ホモ・サピエンスの涙(2019年製作の映画)
3.3
全33の場面をワンシーンワンカットで撮影した映像詩で、さまざまな男女が織り成す悲喜こもごもの人生模様が綴られる。
監督・脚本は「さよなら、人類」のロイ・アンダーソン
原題:Om det oändliga (2019)

(33のシーンの一部)
・何年も会っていなかった学生時代の知人を見かけ挨拶するが、無視され癪に障る男。
・神の存在を信じられなくなり、信仰を失った牧師。
・熱力学の第一法則から君はじゃがいもかトマトかも知れないと言われて、○○○の方がいいと言う女性。

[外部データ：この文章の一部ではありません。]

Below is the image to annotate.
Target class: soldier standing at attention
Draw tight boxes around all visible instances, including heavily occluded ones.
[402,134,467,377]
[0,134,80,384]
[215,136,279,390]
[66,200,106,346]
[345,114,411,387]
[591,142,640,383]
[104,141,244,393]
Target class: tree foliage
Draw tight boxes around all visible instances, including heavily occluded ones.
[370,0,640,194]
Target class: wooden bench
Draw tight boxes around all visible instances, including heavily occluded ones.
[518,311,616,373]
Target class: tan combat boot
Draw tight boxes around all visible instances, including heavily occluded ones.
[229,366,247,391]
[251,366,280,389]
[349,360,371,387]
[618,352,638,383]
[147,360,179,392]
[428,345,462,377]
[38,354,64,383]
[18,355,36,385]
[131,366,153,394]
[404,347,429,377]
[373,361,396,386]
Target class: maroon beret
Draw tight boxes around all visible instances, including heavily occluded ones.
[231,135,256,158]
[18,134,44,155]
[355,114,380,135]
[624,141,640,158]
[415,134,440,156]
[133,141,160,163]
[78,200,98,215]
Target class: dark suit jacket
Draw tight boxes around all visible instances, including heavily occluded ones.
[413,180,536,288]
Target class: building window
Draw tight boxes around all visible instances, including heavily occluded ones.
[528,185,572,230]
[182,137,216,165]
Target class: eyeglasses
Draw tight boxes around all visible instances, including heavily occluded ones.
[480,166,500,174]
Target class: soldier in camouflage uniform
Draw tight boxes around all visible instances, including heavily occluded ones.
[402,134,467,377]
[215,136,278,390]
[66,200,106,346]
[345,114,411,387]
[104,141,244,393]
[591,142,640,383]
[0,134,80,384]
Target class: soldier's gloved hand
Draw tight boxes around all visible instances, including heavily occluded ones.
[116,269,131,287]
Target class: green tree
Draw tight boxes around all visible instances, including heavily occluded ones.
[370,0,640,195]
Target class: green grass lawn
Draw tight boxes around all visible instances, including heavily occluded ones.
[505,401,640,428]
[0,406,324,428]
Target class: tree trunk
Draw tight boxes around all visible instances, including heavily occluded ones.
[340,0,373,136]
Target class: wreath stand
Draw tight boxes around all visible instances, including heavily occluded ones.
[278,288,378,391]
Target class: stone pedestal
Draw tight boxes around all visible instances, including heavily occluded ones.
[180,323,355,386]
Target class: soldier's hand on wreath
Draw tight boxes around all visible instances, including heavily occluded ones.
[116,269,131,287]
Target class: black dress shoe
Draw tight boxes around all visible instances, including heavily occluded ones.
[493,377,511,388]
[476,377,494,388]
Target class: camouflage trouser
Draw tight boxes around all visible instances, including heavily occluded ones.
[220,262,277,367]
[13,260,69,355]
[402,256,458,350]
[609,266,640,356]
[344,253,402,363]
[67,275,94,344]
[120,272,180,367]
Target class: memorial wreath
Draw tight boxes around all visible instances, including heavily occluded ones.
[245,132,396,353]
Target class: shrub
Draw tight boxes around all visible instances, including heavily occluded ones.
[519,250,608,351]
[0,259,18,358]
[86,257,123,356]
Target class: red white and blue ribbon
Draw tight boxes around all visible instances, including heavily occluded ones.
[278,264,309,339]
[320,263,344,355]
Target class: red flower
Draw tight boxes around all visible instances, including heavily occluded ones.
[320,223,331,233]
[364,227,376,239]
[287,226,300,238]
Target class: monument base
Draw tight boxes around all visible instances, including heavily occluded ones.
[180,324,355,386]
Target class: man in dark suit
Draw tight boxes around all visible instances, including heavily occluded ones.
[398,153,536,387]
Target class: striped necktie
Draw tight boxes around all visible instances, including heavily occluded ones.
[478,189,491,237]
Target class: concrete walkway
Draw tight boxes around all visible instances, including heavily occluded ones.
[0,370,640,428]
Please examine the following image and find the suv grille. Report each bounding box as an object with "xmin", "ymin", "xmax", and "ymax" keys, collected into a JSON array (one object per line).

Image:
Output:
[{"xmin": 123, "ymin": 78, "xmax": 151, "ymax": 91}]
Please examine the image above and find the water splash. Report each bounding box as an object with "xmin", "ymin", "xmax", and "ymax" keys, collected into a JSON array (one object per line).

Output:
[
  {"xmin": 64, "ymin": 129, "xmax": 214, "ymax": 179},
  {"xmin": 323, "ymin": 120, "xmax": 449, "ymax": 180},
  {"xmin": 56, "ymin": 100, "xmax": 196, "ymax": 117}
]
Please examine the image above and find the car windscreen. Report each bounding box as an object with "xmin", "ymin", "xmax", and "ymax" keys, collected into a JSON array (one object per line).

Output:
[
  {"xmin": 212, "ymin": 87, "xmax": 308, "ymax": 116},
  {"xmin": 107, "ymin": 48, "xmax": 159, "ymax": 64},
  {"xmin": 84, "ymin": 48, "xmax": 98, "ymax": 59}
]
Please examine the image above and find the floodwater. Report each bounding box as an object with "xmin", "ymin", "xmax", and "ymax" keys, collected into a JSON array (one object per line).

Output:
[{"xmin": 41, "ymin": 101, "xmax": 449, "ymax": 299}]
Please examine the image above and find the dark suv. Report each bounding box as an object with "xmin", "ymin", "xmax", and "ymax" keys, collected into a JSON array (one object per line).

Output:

・世界征服の野望が砕け散ったと悟った男(ヒットラー)。
・戦いに敗れてシベリアの捕虜収容所に向かう軍隊。
・銀行を信用せずに貯めた金をベッドとマットレスの間に隠すパジャマ姿の男。
・電車(バス?)の中で、"自分の望みが分からない"と辺り構わず泣きじゃくる男。
・理髪店の前に置いた植木に霧吹きをかける少女と隣の本屋から目で追う青年。
・カフェの前で、陽気に踊る3人の若い女性。
・一本道で車が故障してしまい、助けを呼ぼうにも周囲に誰もおらず途方に暮れる男。

特定の人物を主人公とせず、年齢も性別も時代も違う人々の日常の一コマを前後の繋がりを意識せず淡々と積み重ねた作風。
テンポが遅いと感じる人が少なからずいるのはやむを得ないが、観賞後文字で表現してみるとそれぞれのシークエンスはなかなか面白いと感じる。
固定ショット、模型の使用、手描きの背景画、綿密に構成された絵画的なシーンといった独特の手法が使われている。
各場面への誘いは「千夜一夜物語」(アラビアンナイト)の語り手を彷彿とさせるナレーション(「男の人を見た。女の人を見た。○○の人を見た……」)で行われる。
ビリー・ホリデイ"All of me "、ザ・デルタ・リズム・ボーイズ"Tre trallande jantor"の歌声が、作品に彩りを添える。